Question

Phase difference between voltage and current in a capacitor in an ac circuit is then
$\begin{gathered}
  {\text{A}}{\text{. }}\pi \\
  {\text{B}}{\text{. }}\dfrac{\pi }{2} \\
  {\text{C}}{\text{. 0}} \\
  {\text{D}}{\text{. }}\dfrac{\pi }{3} \\
\end{gathered} $

Answer 1

Hint: When we use a capacitor in an ac circuit, it is observed that the voltage and the current are not in phase with each other. The phase difference between the voltage and current can be calculated by comparing the expressions for voltage and current for a capacitor in an ac circuit.
Formula used:
We know that the charge in a capacitor is given as
$Q = CV$
Here Q is the charge stored in the capacitor, C represents the capacitance of the capacitor while V is the voltage for the capacitor.
We know that the current is given as
$I = \dfrac{{dQ}}{{dt}}$
Therefore, for a capacitor we have
$I = C\dfrac{{dV}}{{dt}}{\text{ }}...{\text{(i)}}$
Detailed step by step solution:
Consider that we have a voltage signal given as follows which is fed to an ac circuit containing capacitor.

It is given as
$V = {V_0}\sin \omega t{\text{ }}...{\text{(a)}}$
Now we can calculate the current in the circuit using the equation (i) in the following way.
$\begin{gathered}
  I = C\dfrac{{dV}}{{dt}} \\
   = C\dfrac{d}{{dt}}\left( {{V_0}\sin \omega t} \right) \\
   = C{V_0}\omega \cos \omega t \\
\end{gathered} $
This expression for current can also be written in the following way:
$I = C{V_0}\omega \sin \left( {\omega t + \dfrac{\pi }{2}} \right){\text{ }}...{\text{(b)}}$
Now when we compare the equation (b) with equation (a), we notice that the voltage is lagging behind the current in the current. The lag is equal to $\dfrac{\pi }{2}$ radians. Hence, the correct answer is option B.
Note: We can also draw a diagram called phasor diagram which represents the phase difference between current and voltage graphically.

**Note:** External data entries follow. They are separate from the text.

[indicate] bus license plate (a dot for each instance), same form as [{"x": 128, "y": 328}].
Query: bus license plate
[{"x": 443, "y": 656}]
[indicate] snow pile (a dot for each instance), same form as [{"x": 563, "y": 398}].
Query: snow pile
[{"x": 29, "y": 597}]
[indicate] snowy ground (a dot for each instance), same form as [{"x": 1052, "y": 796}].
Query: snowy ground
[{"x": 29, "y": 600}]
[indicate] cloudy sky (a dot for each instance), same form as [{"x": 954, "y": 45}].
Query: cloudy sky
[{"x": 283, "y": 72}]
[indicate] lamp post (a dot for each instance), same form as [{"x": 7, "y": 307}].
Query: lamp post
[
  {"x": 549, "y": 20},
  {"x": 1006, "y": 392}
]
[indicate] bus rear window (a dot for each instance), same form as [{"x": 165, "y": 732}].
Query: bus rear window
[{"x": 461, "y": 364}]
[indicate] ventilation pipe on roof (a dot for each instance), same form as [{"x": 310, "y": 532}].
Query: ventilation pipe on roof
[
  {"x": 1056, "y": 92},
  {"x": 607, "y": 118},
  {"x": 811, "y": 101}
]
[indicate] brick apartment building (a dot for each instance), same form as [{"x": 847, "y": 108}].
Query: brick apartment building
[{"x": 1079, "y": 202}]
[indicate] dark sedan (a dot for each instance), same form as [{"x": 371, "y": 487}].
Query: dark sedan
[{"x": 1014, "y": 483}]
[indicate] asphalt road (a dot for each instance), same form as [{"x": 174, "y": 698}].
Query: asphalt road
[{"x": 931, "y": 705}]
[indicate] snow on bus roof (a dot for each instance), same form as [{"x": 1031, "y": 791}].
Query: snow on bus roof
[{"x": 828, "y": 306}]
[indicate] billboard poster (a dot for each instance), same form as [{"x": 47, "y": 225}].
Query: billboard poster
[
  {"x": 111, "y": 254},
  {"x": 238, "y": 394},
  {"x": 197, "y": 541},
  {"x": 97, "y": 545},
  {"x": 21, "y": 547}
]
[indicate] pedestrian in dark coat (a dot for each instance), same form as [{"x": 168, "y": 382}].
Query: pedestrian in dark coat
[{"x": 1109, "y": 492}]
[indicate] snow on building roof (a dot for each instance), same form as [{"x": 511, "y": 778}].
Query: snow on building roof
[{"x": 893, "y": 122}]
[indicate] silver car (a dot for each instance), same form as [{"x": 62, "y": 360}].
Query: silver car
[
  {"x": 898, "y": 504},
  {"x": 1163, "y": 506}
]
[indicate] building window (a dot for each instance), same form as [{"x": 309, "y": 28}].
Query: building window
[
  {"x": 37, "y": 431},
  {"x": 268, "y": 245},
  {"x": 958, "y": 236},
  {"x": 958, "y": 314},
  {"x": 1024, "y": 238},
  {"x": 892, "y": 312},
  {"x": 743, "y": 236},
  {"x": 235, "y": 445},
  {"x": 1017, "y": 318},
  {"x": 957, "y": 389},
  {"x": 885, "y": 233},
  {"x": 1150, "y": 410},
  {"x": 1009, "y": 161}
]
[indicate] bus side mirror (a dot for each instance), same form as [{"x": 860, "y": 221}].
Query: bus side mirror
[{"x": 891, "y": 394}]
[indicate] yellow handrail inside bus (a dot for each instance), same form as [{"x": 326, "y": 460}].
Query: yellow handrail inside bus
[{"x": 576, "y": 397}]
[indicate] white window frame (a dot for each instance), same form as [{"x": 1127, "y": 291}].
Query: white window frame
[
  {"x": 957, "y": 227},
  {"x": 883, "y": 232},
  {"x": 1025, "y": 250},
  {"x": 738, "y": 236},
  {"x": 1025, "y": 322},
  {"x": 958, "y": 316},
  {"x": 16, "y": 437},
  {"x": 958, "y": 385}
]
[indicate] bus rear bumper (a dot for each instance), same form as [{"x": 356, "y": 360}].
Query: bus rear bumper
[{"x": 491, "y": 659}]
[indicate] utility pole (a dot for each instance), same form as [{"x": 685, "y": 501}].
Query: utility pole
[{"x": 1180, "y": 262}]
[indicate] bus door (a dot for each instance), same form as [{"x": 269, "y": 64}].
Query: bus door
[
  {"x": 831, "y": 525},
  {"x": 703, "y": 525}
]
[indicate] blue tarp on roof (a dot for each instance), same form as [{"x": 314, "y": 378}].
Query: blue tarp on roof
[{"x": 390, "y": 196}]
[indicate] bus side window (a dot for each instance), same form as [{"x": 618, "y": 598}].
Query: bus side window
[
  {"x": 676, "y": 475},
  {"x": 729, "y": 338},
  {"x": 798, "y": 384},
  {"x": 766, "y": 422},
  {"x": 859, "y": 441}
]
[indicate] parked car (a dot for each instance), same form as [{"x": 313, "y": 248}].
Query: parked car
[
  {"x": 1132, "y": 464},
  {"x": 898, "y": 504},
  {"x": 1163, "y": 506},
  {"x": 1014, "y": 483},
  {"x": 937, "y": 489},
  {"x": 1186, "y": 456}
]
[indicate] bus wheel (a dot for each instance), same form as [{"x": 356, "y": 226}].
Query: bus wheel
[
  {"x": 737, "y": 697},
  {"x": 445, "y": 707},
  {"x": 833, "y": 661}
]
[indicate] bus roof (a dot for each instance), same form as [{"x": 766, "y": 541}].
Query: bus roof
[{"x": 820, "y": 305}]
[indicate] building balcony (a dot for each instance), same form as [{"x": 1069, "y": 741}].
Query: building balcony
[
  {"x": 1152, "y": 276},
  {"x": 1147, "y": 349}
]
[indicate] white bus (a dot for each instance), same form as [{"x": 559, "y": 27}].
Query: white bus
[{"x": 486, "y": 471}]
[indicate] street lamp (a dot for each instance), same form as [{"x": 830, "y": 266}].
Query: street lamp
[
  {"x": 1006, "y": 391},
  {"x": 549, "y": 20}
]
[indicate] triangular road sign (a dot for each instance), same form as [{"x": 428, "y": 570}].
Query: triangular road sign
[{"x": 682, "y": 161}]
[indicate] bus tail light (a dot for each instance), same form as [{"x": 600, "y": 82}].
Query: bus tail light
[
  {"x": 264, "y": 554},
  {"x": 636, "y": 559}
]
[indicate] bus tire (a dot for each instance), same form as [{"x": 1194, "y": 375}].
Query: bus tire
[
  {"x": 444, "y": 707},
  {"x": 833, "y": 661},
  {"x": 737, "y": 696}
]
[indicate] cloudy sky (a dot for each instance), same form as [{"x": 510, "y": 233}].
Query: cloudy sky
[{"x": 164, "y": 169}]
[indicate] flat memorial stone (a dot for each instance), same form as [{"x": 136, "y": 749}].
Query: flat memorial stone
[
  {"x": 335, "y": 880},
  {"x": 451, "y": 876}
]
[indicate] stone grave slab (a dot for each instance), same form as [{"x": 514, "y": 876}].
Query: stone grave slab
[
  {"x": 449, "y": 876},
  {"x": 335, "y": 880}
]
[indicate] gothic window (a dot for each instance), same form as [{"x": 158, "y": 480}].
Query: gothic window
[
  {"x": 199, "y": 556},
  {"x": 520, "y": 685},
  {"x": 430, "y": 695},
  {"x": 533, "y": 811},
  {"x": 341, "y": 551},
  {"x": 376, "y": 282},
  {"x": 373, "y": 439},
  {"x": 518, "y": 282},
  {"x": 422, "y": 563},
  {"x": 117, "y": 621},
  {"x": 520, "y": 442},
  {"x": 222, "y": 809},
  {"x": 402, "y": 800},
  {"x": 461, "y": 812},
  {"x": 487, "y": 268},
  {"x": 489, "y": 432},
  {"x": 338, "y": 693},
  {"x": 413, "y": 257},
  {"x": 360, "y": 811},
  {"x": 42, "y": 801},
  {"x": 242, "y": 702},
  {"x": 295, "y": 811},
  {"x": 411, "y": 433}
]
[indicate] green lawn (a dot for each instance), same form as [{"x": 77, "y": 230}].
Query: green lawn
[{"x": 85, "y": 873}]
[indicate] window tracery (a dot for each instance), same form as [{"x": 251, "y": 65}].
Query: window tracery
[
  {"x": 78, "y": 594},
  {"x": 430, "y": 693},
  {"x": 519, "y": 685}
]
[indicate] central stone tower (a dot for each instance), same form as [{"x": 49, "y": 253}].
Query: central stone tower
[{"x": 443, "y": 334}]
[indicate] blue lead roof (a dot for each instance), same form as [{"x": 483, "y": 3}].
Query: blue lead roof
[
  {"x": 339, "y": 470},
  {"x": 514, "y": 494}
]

In this diagram we represent the voltage along the x-axis and the current is represented along the y-axis. If we take the voltage in the capacitor to be along the x-axis then since there is a phase difference of 90$^\circ $ between current and voltage, the current is represented along the y-axis at an angle of 90$^\circ $ with respect to the voltage.